Opinion
No. 9274.
October 17, 2006.
Judgment, Supreme Court, New York County (Michael J. Obus, J.), rendered February 20, 2004, convicting defendant, after a jury trial, of murder in the second degree and assault in the second degree, and sentencing him to concurrent terms of 20 years to life and seven years, respectively, unanimously affirmed.
Before: Mazzarelli, J.P., Andrias, Sullivan, McGuire and Malone, JJ.
The court properly excluded hearsay evidence offered by defendant. The evidence consisted of a 911 tape in which an identified. caller who was not a witness to the incident provided a description of the assailant that was at variance with the description given by an eyewitness. This eyewitness testified that he never gave the caller any description. We reject defendant's argument that the description on the 911 tape was admissible as a prior inconsistent statement by the eyewitness. The evidence fails to support the inference that the eyewitness was the source of the description on the tape. Moreover, at a hearing outside the presence of the jury, the 911 caller testified that he was certain that the eyewitness never gave him a description of the assailant.

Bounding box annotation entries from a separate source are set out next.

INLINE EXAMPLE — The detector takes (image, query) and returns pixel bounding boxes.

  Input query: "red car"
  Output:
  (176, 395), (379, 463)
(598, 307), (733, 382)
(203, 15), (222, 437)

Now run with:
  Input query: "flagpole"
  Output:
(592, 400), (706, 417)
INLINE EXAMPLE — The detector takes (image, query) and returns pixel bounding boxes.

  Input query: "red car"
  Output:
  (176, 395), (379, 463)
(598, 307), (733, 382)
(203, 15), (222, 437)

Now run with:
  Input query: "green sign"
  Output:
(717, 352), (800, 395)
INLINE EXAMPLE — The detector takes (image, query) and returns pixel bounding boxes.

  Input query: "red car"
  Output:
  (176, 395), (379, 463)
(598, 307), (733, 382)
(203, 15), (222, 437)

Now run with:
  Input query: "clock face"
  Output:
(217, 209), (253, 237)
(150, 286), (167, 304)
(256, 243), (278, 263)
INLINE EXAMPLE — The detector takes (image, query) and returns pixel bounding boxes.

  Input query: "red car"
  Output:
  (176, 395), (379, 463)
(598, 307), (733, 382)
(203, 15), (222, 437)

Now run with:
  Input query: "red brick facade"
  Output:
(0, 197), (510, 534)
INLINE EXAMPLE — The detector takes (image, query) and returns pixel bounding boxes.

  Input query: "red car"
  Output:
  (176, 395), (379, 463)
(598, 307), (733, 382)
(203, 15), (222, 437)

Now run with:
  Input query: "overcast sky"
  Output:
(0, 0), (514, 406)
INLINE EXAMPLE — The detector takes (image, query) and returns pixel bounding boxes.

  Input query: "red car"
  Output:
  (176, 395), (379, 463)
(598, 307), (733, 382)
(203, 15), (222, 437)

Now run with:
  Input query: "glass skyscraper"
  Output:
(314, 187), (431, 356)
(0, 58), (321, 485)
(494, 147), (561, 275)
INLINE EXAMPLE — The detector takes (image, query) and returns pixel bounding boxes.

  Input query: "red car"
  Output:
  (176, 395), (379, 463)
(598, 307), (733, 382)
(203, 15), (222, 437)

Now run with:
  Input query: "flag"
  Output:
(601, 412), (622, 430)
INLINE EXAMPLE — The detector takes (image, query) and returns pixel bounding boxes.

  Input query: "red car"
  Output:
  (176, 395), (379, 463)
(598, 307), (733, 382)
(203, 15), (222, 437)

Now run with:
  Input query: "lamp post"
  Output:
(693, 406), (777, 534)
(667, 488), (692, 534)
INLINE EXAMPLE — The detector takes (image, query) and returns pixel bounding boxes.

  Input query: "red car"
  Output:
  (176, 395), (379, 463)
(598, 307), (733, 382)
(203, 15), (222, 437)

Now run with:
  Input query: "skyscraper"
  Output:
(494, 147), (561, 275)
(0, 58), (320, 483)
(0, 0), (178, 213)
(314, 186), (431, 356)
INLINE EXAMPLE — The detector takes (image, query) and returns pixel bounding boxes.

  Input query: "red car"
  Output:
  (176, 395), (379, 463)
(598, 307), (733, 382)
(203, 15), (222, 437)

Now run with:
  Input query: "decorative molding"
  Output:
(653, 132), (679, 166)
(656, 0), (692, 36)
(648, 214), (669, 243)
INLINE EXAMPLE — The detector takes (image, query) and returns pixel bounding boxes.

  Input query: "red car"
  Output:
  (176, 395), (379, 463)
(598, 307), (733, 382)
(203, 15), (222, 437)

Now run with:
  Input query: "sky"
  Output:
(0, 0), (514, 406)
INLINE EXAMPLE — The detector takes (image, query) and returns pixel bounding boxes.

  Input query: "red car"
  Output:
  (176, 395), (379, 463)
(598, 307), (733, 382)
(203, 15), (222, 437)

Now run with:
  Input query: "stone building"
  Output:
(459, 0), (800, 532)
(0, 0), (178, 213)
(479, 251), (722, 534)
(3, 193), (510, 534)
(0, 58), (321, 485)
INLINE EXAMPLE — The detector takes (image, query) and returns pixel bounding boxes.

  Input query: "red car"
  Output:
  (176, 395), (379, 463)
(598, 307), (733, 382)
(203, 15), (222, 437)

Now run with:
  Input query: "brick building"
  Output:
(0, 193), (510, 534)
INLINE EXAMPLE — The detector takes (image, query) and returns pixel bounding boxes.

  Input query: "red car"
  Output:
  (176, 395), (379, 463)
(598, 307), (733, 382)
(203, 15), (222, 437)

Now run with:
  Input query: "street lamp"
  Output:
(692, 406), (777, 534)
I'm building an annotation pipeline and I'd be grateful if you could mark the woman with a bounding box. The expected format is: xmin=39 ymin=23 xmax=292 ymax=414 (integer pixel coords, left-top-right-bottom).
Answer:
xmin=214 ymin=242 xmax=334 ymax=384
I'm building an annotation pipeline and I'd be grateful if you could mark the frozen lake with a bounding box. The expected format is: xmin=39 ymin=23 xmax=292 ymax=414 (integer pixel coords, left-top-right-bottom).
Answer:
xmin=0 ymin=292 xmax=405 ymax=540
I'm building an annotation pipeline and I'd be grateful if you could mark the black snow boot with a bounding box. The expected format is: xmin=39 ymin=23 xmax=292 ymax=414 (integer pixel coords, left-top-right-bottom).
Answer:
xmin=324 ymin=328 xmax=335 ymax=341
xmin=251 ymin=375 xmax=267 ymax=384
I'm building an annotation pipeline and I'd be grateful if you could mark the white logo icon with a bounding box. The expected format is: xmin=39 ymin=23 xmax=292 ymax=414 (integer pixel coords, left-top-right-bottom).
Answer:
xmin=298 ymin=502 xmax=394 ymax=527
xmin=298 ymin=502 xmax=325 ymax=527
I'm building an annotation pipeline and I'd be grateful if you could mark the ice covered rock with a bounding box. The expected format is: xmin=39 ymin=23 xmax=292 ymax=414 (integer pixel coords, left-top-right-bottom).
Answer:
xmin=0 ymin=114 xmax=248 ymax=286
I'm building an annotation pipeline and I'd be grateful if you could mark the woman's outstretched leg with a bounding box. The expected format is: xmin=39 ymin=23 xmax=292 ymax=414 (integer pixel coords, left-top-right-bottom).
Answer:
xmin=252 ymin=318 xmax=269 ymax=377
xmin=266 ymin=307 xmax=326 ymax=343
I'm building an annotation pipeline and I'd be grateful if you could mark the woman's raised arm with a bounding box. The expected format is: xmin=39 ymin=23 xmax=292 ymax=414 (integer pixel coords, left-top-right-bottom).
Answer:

Because the statement by the 911 caller lacked sufficient indicia of reliability, the court properly rejected defendant's alternate argument that his constitutional right to present a defense required its admission ( see Chambers v Mississippi, 410 US 284; People v Robinson, 89 NY2d 648, 654; People v Burns, 18 AD3d 397, affd 6 NY3d 793). Finally, even if we were to find the court should have admitted the tape, we would find the error to be harmless under the standards for both constitutional and nonconstitutional error in view of the overwhelming evidence of defendant's guilt, which included, among other things, the testimony of multiple eyewitnesses ( see People v Crimmins, 36 NY2d 230).